康熙有童年阴影,最恨专宠,所以这一回压着老大直接给了两个侧福晋与两个格格,再听老四一言,顿时就想着给他赐下三个侧福晋去,个个都能压过李氏一头!但是再看儿子跪在地上头不敢抬,想着那一日去雍亲王府,李氏护子心切,像极了仁孝皇后当初的模样,心里就泄了气。罢了,谁还没有年轻的时候,李氏自己也争气,刚生了一对儿女,儿子好容易开一次口,后院里的也不是大事,干脆就应了吧。

翌日清晨,胤禛先去了书房整理公文。苏凉则在鲤院盯着众人收拾好弘晖与霞光的包袱,说今儿个要回李府,孩子们太小,马车颠簸,不宜带出门,叫送到万福堂去。众人大惊,面面相觑,最后还是枣儿出来陪笑着说了一句话:“主子要回去见太太老爷,咱们几个守着小主子也不妨事的。”苏凉知道她们心里所想,但也懒得多说,只道:“桂儿同焦嬷嬷今日一同往万福堂去,虽说福晋爱慈,那里的丫头们却是不会照料孩子的。得了,枣儿桂儿拿着包袱,跟在我与焦嬷嬷后头走罢。”

乌喇那拉氏昨夜又哭的眼红脸肿,早起吃了饭正想着去梅院瞧墨兰,顺便说说话。还没放下筷子,只听金桔来报,侧福晋来了。乌喇那拉氏一听,以为是惯常定省,但她心里很喜欢两个孩子,忙吩咐撤了桌,在炕上铺了暖融融的褥子,是等着弘晖和霞光过来。枣儿与桂儿带着两个圆滚滚的包袱进来,倒把众人吓了一跳。苏凉进来,乌喇那拉氏反倒先迎上来,焦嬷嬷知道眼色,忙把弘晖交到福晋手里。“今儿个要劳烦姐姐。”进了内屋,苏凉将霞光一同放下来,看着他们姐弟在一起打滚,向着乌喇那拉氏行了礼道:“奴婢跟爷要回李府去,擦晚儿才能回来,孩子们就全托付给姐姐照料了。”乌喇那拉氏心里先是一酸,后又听孩子要放到万福堂一整日,便吃惊的望着侧福晋。

苏凉坐在炕沿儿上一面抚着女儿软软的小手,一面瞧着她笑道:“姐姐心里有多疼大格格与大阿哥,奴婢自然是明白的。”闻听此言,乌喇那拉氏低下头去,半日没说话,再抬起脸来,目光坚毅:“妹妹放心,我自会全力护着弘晖与霞光。”苏凉听她一言,得了承诺,便起身来,再望一眼儿女,边往外走边笑道:“姐姐大恩,奴婢铭感五内。”乌喇那拉氏随着送她出门,苏凉又道:“焦嬷嬷跟桂儿也在,姐姐凡事有不明白的,尽可以请教焦嬷嬷,她是个经验老道的。”

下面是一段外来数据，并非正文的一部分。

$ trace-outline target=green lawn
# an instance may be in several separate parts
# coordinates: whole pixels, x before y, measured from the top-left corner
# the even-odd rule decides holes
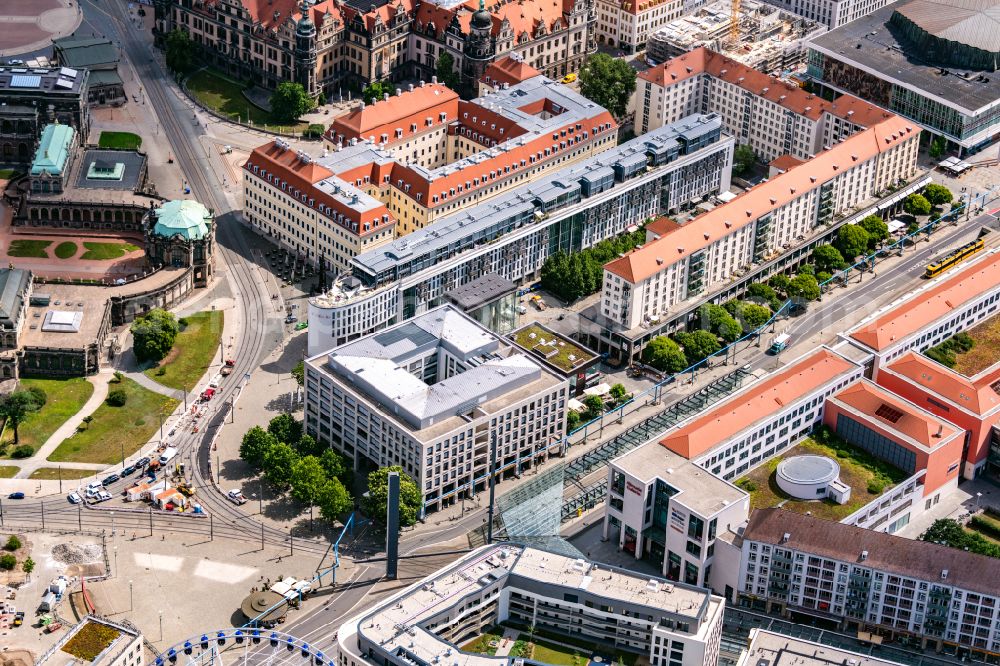
[[[534,643],[535,647],[531,651],[531,659],[533,661],[557,664],[558,666],[583,666],[590,657],[589,654],[582,655],[577,651],[576,658],[574,658],[574,651],[571,648],[544,641],[534,641]]]
[[[104,261],[107,259],[118,259],[119,257],[124,257],[129,252],[135,252],[139,248],[131,243],[91,243],[85,242],[83,247],[86,252],[83,253],[81,259],[93,259],[95,261]]]
[[[174,347],[146,376],[170,388],[190,391],[205,374],[222,337],[222,312],[208,310],[185,317],[187,326],[177,334]],[[161,370],[166,370],[162,375]]]
[[[28,477],[29,479],[43,479],[46,481],[71,481],[75,479],[86,479],[93,476],[92,469],[59,469],[58,467],[39,467]]]
[[[0,465],[0,479],[13,479],[19,469],[21,468],[13,465]]]
[[[59,426],[80,411],[80,408],[93,394],[94,385],[83,377],[21,379],[19,388],[29,389],[32,387],[45,391],[45,406],[28,416],[18,428],[18,434],[21,437],[21,444],[28,444],[38,450],[38,447],[44,444]],[[8,456],[7,449],[13,448],[13,445],[14,430],[7,428],[4,430],[3,439],[0,440],[0,448],[4,451],[3,455]]]
[[[59,243],[56,245],[55,253],[60,259],[69,259],[70,257],[76,256],[76,243],[72,241],[66,241],[64,243]]]
[[[142,137],[131,132],[101,132],[101,138],[97,140],[100,148],[118,148],[123,150],[139,150],[142,145]]]
[[[17,169],[0,169],[0,180],[10,180],[17,175]]]
[[[187,79],[187,89],[199,102],[232,120],[246,123],[249,117],[254,125],[279,132],[301,132],[308,127],[307,123],[285,125],[276,122],[269,112],[254,106],[243,96],[243,84],[220,72],[210,69],[195,72]]]
[[[572,372],[576,366],[587,363],[594,358],[594,355],[589,351],[572,341],[567,342],[552,335],[537,324],[529,324],[511,334],[511,337],[521,347],[538,351],[546,361],[565,372]],[[544,345],[541,344],[542,340],[545,341]]]
[[[49,255],[45,251],[49,245],[52,245],[52,241],[46,240],[12,240],[10,245],[7,246],[7,254],[12,257],[37,257],[39,259],[48,259]]]
[[[139,386],[127,377],[111,390],[121,388],[128,396],[123,407],[101,403],[94,420],[85,430],[77,432],[59,445],[51,462],[89,462],[112,465],[137,451],[160,426],[159,416],[166,418],[174,411],[177,401]]]
[[[820,435],[820,437],[836,436]],[[792,456],[804,454],[829,456],[837,461],[840,465],[840,480],[851,487],[851,499],[846,504],[837,504],[828,499],[797,500],[778,487],[775,478],[778,464]],[[817,438],[807,437],[782,455],[772,458],[738,479],[736,485],[750,493],[751,510],[780,504],[783,509],[796,513],[809,511],[813,516],[823,520],[842,520],[904,480],[906,476],[905,472],[874,459],[850,444],[833,441],[824,443],[817,441]],[[883,479],[883,482],[888,482],[884,483],[879,492],[870,492],[869,483],[879,478]]]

接近午时,苏凉梳洗打扮了,带着枣儿去怡性斋接了胤禛一同往李府去,那边早遣人来说备好了饭。胤禛与她一同上了马车,忽然想起孩子,便问道:“弘晖与霞光呢?”苏凉笑道:“他们年岁还小,哪里能带出门去,我已经送到万福堂让福晋帮忙照料了。”胤禛一听,愣了一下,也不言语,心里却是感慨侧福晋行事大气。苏凉这头则早谱好了算盘,万福堂里有金桔在,自己又让桂儿与焦嬷嬷一同跟着,孩子们定出不了差错。能趁着这样一个时机,好好加深嫡福晋与孩子们的感情,却是天衣无缝的好事。史上弘历之所以能上位,跟乌喇那拉氏关系匪浅。李氏连失两子,对终于立住的小儿子弘时就分外溺爱,并恃宠而骄,有意隔绝弘时与嫡福晋之间的关系,乌喇那拉氏怀恨在心便推波助澜,致使弘时恣意妄为,酿成大祸。而钮祜禄氏却是精明,深知自己出身低微,一直紧跟在乌喇那拉氏之后,曾经有一阶段更是把弘历抱到万福堂抚养,如此这般往复,乌喇那拉氏自然将弘历视同亲子,并力保其能上位。再不得宠的原配嫡妻也是原配嫡妻,李氏是个没脑子的,仗着得宠便忘了自己的本分,致使儿子被逐,女儿所嫁非人,最后下场如此悲惨,正是咎由自取。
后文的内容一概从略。